37. The method according to claim 37, wherein the temperature is less than 1850 ° C., and the material is a dense binder having a density of 90% or more when sintered at a temperature not exceeding 1850 ° C.
Claim 39, Claim 40, Claim 41, Claim 42, Claim 43, Claim 44, Claim 45, Claim 46, Claim 47, Claim 48, Claim 49, Claim 50, Claim. 51, claim 52, claim 53, claim 54, claim 5
5, claim 56, claim 57, claim 58, claim 5
9, claim 60, claim 61, claim 62, claim 6
3, claim 64, claim 65, claim 66, claim 67
69. The diamond-containing high hardness and high density composite sintered body according to claim 68. 70. The high hardness and high density composite sintered body containing diamond according to claim 37, 38 or 3, wherein the Vickers hardness is 800 or higher.
9, claim 40, claim 41, claim 42, claim 4
3, claim 44, claim 45, claim 46, claim 4
7, claim 48, claim 49, claim 50, claim 5
1, claim 52, claim 53, claim 54, claim 5
5, claim 56, claim 57, claim 58, claim 5
9, claim 60, claim 61, claim 62, claim 6
3, claim 64, claim 65, claim 66, claim 6
70. The diamond-containing high hardness and high density composite sintered body according to claim 68 or claim 69. 71. The high density and high density composite sintered body containing diamond according to claim 37, claim 38, claim 39 or claim 4, wherein the density is 90% or more dense.

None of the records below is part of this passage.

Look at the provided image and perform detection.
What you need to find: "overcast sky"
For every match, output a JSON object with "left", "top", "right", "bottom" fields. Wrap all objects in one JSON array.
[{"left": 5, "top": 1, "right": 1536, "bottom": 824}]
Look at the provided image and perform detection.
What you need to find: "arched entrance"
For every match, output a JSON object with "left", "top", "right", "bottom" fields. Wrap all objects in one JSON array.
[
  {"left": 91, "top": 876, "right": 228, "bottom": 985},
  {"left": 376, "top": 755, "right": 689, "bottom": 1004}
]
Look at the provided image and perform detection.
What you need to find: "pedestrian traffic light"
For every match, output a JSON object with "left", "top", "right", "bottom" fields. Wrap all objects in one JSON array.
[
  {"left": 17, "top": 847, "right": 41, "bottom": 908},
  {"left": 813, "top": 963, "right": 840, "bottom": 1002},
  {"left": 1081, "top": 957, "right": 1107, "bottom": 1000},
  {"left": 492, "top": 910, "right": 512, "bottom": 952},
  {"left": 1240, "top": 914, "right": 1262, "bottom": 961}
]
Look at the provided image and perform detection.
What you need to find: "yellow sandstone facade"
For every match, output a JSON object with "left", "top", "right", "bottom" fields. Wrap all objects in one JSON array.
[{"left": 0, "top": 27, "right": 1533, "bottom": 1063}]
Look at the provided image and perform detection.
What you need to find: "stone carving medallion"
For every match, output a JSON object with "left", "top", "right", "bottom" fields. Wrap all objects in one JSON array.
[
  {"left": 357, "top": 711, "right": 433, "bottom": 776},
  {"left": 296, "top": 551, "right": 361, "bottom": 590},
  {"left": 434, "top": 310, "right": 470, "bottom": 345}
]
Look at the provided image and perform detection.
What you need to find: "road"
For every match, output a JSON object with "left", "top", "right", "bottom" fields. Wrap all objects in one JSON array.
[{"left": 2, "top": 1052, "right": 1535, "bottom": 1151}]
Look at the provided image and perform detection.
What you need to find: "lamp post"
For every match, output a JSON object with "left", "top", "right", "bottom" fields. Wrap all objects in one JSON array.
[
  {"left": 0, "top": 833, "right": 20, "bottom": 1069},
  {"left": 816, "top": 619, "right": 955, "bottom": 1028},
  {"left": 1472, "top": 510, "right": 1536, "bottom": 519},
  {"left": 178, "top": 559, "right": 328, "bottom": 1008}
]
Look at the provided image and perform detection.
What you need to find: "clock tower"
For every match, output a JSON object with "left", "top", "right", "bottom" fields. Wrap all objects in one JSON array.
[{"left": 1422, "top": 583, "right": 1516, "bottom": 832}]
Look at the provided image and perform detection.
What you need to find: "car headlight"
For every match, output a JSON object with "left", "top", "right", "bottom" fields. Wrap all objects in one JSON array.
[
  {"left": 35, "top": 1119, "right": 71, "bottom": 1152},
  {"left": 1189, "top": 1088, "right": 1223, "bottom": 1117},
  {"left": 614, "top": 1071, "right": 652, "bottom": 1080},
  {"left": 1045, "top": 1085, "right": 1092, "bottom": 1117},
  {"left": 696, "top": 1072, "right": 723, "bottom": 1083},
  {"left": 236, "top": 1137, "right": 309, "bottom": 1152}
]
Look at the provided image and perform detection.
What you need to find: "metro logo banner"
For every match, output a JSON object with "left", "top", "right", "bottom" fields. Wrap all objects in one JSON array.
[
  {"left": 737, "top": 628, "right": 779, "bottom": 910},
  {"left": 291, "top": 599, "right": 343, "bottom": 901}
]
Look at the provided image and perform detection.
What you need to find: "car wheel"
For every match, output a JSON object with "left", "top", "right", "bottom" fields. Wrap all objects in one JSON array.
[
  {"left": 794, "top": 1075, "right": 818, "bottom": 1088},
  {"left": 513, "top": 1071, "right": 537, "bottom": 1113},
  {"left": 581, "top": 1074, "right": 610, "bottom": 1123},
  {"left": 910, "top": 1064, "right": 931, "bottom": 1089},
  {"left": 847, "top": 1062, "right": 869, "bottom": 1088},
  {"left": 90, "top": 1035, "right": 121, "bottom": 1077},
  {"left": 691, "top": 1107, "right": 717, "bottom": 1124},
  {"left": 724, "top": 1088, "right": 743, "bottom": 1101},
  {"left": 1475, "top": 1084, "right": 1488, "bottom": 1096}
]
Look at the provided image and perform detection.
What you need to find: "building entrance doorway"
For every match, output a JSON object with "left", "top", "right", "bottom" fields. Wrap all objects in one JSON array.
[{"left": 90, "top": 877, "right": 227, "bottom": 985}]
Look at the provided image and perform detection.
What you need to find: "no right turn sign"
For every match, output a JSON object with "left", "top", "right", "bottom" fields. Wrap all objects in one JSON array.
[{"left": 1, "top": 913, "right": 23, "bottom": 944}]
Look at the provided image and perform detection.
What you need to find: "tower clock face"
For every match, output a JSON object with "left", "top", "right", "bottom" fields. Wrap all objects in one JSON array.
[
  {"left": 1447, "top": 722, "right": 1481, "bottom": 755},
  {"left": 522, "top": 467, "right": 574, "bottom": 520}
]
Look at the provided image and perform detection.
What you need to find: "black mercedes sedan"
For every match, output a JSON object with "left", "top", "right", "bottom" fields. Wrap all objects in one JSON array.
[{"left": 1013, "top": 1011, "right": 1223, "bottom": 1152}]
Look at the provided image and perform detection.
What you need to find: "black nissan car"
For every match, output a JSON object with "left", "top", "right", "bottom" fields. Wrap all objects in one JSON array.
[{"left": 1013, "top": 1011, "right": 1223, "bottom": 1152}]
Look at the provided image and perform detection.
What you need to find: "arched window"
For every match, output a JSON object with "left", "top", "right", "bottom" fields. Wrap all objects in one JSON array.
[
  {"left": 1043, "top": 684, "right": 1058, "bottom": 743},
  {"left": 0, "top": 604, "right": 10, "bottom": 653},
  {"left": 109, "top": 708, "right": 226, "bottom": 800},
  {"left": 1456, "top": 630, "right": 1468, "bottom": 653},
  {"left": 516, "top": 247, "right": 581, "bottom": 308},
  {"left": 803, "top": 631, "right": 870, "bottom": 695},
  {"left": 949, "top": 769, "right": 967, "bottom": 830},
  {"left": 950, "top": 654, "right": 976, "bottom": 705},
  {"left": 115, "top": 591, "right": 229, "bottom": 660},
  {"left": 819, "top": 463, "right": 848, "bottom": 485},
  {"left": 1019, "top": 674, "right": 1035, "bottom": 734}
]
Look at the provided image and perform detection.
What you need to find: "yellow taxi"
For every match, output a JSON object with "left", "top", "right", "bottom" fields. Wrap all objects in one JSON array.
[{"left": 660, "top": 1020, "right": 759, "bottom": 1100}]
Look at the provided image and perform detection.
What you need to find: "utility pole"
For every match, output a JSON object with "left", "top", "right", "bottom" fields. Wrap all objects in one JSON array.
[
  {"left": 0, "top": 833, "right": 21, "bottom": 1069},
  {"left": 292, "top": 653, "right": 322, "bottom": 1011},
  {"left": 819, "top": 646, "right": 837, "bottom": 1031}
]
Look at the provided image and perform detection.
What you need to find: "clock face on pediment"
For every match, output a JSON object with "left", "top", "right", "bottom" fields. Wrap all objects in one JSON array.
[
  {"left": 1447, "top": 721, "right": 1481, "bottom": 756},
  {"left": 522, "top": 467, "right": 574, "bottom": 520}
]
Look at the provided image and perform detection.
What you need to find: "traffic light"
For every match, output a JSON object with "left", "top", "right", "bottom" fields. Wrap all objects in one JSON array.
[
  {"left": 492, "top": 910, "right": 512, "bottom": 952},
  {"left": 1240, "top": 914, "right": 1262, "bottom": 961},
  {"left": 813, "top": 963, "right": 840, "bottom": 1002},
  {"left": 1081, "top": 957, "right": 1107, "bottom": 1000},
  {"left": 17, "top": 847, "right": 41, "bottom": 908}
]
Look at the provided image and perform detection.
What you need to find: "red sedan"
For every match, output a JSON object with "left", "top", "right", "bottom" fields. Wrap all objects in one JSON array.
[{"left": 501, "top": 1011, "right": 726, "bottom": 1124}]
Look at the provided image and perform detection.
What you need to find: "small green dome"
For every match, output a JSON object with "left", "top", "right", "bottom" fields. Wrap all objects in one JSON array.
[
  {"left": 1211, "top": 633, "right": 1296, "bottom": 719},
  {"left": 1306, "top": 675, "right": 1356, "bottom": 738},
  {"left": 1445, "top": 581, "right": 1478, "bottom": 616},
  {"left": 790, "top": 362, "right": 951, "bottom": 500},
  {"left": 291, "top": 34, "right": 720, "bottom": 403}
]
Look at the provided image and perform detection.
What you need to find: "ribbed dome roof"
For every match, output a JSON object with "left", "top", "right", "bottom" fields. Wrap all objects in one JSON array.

0, claim 41, claim 42, claim 43, claim 4
4, claim 45, claim 46, claim 47, claim 4
8, claim 49, claim 50, claim 51, claim 5
2, claim 53, claim 54, claim 55, claim 5
6, claim 57, claim 58, claim 59, claim 6
0, claim 61, claim 62, claim 63, claim 6
4, claim 65, claim 66, claim 67, claim 6
The diamond-containing high-hardness high-density composite sintered body according to claim 69 or claim 70. 72. One or more times of degassing and encapsulating the mixture, which is obtained by degassing and encapsulating the mixture in a container capable of pressure transmission, after the molding or embossing. 37, 38, 39, characterized in that a double or more multiple deaeration encapsulation is performed by
Claim 40, Claim 41, Claim 42, Claim 43, Claim 44, Claim 45, Claim 46, Claim 47, Claim 48, Claim 49, Claim 50, Claim 51, Claim. 52, claim 53, claim 54, claim 55, claim 5
6, claim 57, claim 58, claim 59, claim 6
0, claim 61, claim 62, claim 63, claim 6
4, claim 65, claim 66, claim 67, claim 6
A diamond-containing high hardness and high density composite sintered body according to claim 8, claim 69, claim 70 or claim 71.